The Chill report also discloses numerous flaws contained in a report on MRAPs done by Gayl in January 2008 that was the basis for the flawed inspector general report. The Gayl report said combat developers failed to fulfill the I MEF urgent request for MRAPs because Marines "perceived the MRAP as a threat" to funding for competing combat vehicle programs.
MRAP controversy follows officials to the White House
Key Marine Corps leaders who were involved in the MRAP controversy have moved on to positions in the Trump administration and the military.
Mattis was commanding general of the Combat Development Command during the period of the debate over MRAP and the report says he was unfairly criticized.
"Gen. Mattis has been repeatedly and unjustly smeared," the report says, noting the fate of the MRAP request was not within his authority to decide.
USA Today followed up its MRAP story last November prior to Mattis' Senate nomination hearing again criticizing him for overseeing the command that the newspaper said had failed "to field urgently needed combat vehicles to Iraq to protect Marines from roadside bombs."
The report was written by reporter Tom Vanden Brook, one of several reporters who wrote the original 2007 USA Today article. Asked about Chill's study, Vanden Brook said his stories and the inspector general report "speak for themselves on this topic."
Homeland Security Secretary John Kelly, also a retired Marine general, also was involved as the key congressional liaison for the service.
Kelly recommended countering both hostile Democrats and the media in a bid to put the controversy to rest.
"Media, and in my lane more importantly the Senate, has a sense we are either lying, incompetent, or both," Kelly wrote in a May 24, 2007, email.

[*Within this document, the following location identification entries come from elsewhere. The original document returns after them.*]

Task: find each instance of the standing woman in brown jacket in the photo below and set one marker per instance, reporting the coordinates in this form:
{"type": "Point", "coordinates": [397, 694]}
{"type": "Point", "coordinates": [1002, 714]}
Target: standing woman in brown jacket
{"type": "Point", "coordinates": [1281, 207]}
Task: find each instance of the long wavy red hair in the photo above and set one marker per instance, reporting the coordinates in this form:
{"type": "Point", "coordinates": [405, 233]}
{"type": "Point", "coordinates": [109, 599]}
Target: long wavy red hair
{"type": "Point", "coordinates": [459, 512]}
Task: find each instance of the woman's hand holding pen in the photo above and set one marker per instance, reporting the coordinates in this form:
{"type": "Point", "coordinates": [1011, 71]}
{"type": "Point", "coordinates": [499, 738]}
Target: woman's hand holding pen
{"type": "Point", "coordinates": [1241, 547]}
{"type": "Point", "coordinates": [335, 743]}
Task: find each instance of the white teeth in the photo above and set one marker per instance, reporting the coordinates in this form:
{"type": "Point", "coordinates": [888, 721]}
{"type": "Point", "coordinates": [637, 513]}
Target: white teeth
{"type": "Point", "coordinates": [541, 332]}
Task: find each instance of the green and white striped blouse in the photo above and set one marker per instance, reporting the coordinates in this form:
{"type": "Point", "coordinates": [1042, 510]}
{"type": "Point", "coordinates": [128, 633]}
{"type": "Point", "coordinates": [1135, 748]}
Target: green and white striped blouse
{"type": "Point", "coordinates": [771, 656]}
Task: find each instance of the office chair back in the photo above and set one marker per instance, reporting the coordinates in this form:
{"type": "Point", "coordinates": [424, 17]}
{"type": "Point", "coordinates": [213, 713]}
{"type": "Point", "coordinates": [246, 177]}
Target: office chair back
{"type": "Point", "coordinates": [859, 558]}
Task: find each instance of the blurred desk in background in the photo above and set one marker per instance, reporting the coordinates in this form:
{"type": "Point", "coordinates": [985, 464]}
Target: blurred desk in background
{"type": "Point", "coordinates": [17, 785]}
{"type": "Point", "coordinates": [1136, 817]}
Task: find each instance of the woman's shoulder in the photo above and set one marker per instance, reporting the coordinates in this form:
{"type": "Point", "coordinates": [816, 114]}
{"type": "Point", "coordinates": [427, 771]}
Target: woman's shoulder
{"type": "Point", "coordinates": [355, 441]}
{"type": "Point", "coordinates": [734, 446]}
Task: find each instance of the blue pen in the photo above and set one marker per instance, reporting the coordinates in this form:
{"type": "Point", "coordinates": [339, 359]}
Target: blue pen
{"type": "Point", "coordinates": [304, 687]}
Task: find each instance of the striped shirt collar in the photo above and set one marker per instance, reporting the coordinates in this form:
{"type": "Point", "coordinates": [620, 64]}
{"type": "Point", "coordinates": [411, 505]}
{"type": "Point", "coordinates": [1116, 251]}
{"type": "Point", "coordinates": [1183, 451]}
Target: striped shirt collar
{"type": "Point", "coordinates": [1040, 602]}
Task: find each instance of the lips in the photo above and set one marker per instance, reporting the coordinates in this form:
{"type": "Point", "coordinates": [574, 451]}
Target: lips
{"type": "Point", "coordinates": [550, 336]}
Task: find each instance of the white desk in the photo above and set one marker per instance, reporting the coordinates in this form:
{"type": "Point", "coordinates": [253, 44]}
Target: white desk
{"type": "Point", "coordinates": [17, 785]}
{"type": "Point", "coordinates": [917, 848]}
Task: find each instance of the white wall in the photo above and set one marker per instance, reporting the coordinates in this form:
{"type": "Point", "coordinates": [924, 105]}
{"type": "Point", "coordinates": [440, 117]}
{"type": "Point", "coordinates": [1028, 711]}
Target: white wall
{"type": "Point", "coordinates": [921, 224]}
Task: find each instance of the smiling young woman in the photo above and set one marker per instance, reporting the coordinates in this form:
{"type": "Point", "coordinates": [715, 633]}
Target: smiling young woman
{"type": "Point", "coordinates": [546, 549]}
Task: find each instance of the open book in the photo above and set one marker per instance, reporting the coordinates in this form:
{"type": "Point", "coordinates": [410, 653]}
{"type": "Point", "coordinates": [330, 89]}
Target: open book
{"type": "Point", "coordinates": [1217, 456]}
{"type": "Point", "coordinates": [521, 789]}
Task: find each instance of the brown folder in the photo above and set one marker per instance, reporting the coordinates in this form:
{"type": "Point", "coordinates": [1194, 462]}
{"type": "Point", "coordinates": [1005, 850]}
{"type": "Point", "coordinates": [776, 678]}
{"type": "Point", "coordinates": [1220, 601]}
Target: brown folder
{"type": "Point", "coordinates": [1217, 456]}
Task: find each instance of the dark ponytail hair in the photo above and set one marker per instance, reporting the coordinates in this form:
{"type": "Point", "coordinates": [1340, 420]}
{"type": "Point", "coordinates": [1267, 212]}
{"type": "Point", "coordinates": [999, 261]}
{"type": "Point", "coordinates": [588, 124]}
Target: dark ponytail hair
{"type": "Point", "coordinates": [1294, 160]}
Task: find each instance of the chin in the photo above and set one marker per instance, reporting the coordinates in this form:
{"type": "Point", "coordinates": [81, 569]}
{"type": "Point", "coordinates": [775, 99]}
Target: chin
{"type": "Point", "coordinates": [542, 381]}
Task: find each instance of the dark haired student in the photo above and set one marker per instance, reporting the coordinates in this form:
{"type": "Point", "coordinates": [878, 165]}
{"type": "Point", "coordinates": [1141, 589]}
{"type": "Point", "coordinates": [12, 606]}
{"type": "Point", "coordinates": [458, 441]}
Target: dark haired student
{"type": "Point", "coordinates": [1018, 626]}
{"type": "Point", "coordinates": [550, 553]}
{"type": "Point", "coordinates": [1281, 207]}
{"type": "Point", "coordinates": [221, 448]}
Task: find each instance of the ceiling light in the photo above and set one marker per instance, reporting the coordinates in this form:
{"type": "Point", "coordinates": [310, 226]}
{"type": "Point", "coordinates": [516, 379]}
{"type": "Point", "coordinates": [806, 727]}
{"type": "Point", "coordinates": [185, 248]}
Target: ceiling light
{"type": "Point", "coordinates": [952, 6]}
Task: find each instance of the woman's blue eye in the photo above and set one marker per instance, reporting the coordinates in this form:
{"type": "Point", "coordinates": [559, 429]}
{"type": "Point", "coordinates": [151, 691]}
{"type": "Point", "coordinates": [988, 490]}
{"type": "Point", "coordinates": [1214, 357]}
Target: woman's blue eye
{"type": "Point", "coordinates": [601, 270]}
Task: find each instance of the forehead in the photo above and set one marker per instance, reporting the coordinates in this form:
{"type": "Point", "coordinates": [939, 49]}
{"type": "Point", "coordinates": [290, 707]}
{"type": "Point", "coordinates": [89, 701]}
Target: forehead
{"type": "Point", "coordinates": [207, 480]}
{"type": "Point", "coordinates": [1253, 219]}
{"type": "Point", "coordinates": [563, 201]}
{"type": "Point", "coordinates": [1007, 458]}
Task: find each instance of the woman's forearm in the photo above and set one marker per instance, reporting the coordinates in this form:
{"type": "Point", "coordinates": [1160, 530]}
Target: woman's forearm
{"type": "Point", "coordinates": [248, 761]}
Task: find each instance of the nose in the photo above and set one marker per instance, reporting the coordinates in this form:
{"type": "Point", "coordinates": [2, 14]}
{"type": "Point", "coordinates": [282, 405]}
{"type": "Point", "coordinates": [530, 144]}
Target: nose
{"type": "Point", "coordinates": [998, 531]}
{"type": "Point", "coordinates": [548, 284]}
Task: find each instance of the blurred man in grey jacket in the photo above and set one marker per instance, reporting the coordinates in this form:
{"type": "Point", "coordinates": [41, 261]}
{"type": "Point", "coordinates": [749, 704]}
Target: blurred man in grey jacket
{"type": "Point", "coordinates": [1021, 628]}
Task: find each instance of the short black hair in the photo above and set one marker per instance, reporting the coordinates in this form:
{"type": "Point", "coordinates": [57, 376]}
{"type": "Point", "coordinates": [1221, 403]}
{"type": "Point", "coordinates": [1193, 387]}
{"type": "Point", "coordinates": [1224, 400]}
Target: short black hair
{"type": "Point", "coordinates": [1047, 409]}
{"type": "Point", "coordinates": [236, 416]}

"I've insulated the boss from most of this, but if we can't turn the corner on the Hill (particularly in Sen. Biden's office) we will have to plead the 6th (stupidity) and beg forgiveness."
Kelly said he told the Marine Corps commandant at the time, Conway, the Corps needs to make responses that resonate with the media and Capitol Hill, not to the Marine Corps itself.
"An explanation that convinces us, might not make sense to the Hill who wants to believe, and certainly make no sense at all to the media that seemingly works hard to never believe," he said.
Kelly noted that an AP reporter who was briefed on the issue "went right to Mr. Biden's office and countered our explanation and characterized it as BS."
In May 2007, current Marine Corps Commandant Gen. Robert B. Neller was one of three generals in the plans, policies, and operations office, known as PP&O, charged with overseeing responses to urgent field requests.
Gayl worked in the office and falsely claimed the Corps had failed to understand the need for MRAPs.
"Gayl’s activities continued to contribute nothing internal to the Marine Corps," the report says.
"Industry continued to produce and test MRAP prototypes. The [commandant of the Marine Corps] and service secretary as well as DOD leadership supported the larger Marine MRAP buy. Congress had been briefed for the better part of a year. MRAP had been the Marine Corps top procurement priority for almost a year by the time Gayl started to blow his whistle. Gayl’s MRAP whistleblowing was irrelevant to the Marine Corps internal efforts to get MRAP."
Chill said he did not coordinate his report with the Marines and that his findings and conclusions are his own. "The Marine Corps screws up, people screw up, but this was not one of those times," he said.